Track-and-trace method predicts best possible resolution in microscopy
Pattern position control strategy (see Eq. 5) to iteratively increase information content of signal photons. (a) Example of one period of a sinusoidal intensity pattern in the x-direction, with the intensity minimum centered at a global phase zero. (b) Individual illumination patterns placed during iteration 2. In each iteration, four sinusoidal illumination patterns are placed, such that current estimate of the emitter position is enclosed between the illumination minima of the patterns. (c) Summed illumination patterns over the course of three iterations. The distance between the intensity minimum of the summed patterns and the emitter position reduces iteratively as a result of adjusting the search region based on prior information about the achieved precision in the previous iteration. (d) Expected signal photon response from the emitter in (b) and (c) over the course of three iterations, using the illumination placement from (c). (e) Illustration of the expected signal photon budget for one, two, and three iterations. Two scenarios are considered in this article, namely the case where the signal photon count is kept constant over the course of all iterations and the case where the imaging time and illumination intensity are kept constant over the course of all iterations. In the latter case, the signal photon budget is only exhausted by imeSMLM in case the single emitter is illuminated with maximum intensity during all iterations. If the intensity pattern minima are placed close to the emitter, a reduced number of photons is recorded within the same time window. Credit: Biophysical Journal (2022). DOI: 10.1016/j.bpj.2022.05.027

TU Delft scientists provide insight into the limitations of super-resolution microscopy and offer a new calculation method to determine maximum resolution. The technology is important for studying processes in the living cell, discovering the origin of diseases and developing new medicines. Their findings were published in the Biophysical Journal.

In 2019, researchers from Delft had already given the field of super-resolution a considerable boost by improving the precision of the technique about twofold. Now they have published a scientific article that points out the fundamental limitations of super-resolution microscopy. "We also provide a method for other researchers to help them make more informed choices," says Delft Ph.D. student and first author of the publication, Dylan Kalisvaart.
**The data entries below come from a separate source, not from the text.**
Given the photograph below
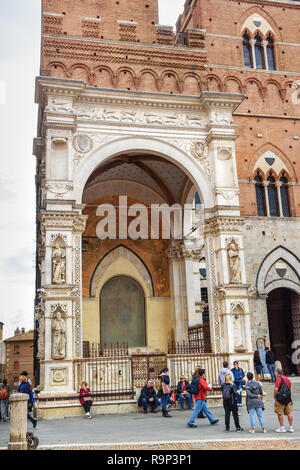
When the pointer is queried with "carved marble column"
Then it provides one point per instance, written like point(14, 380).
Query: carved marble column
point(59, 311)
point(181, 258)
point(228, 289)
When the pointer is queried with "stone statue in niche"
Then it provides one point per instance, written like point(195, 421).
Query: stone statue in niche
point(234, 263)
point(58, 328)
point(238, 329)
point(41, 333)
point(59, 263)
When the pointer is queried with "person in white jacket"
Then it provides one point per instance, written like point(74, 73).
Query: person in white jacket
point(223, 372)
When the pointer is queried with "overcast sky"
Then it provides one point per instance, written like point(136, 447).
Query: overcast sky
point(19, 64)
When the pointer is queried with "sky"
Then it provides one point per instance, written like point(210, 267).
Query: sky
point(19, 65)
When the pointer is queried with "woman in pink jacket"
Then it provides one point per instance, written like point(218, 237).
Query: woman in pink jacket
point(85, 398)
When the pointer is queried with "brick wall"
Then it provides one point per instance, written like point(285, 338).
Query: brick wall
point(17, 363)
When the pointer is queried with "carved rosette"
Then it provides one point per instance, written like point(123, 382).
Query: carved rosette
point(221, 225)
point(184, 252)
point(59, 189)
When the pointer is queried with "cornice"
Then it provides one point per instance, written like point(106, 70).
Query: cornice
point(225, 224)
point(78, 92)
point(271, 3)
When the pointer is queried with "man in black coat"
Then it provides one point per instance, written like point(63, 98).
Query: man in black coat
point(270, 361)
point(148, 395)
point(184, 391)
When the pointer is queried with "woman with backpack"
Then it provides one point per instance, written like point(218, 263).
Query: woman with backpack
point(254, 402)
point(24, 387)
point(230, 396)
point(4, 397)
point(166, 390)
point(239, 379)
point(257, 365)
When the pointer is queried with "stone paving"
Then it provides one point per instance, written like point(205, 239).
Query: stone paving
point(137, 431)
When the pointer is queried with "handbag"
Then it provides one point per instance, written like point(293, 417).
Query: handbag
point(165, 388)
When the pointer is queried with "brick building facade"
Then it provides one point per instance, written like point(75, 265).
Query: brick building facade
point(19, 356)
point(208, 113)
The researchers, led by Carlas Smith, lay new foundations for the super-resolution method called iterative single-molecule localization microscopy. They use illumination patterns to zoom in on individual . To do so, they use results from previous experiments to place the patterns closer and closer to molecules. This makes it possible to increase the sharpness of the image exactly where the molecules are.

Kalisvaart, researcher at the Delft Center for Systems and Control, explains: "We show (with the so-called Van Trees inequality) that resolution improvements can be attributed to prior knowledge obtained from previous experiments. This enables us to demonstrate what the practical settings of a microscope should be, given the circumstances and prior knowledge, in order to achieve the best result."
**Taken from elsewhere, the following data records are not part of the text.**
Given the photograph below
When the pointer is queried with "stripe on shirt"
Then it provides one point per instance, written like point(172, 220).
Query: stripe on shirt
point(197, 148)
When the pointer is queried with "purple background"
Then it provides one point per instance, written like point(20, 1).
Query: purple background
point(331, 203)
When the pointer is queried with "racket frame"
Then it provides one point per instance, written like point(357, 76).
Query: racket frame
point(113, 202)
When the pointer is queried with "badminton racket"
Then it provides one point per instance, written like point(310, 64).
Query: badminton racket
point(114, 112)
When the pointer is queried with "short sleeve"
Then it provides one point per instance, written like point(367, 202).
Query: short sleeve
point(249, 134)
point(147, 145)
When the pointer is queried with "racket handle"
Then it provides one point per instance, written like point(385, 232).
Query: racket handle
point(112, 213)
Super-resolution microscopy

Super-resolution microscopy is a groundbreaking technology that allows researchers to look inside living cells. The technique uses luminescent proteins that can be found in jellyfish, for example. In 2008, three top researchers were awarded the Nobel Prize in Chemistry for the discovery and development of this luminescent protein, called GFP (Green Fluorescent Protein). Researchers can attach these fluorescent proteins to molecules using gene editing. When you shine a laser on these proteins, they emit a small amount of light.
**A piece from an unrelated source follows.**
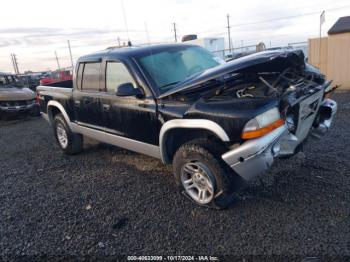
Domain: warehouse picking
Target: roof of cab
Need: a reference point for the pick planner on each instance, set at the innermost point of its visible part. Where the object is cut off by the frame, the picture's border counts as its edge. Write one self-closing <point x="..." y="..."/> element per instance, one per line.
<point x="6" y="74"/>
<point x="130" y="51"/>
Single molecule localization microscopy (SMLM) ensure that molecules are randomly switched on or off. Sensitive sensors make a video of these light signals, after which researchers analyze the data obtained. This enables them to determine the location of the molecules very precisely and to make a reconstruction of the cell structure. With an ordinary optical microscope, you can make images at a scale of about half a micron. Super-resolution microscopy increases this ability by a factor of ten.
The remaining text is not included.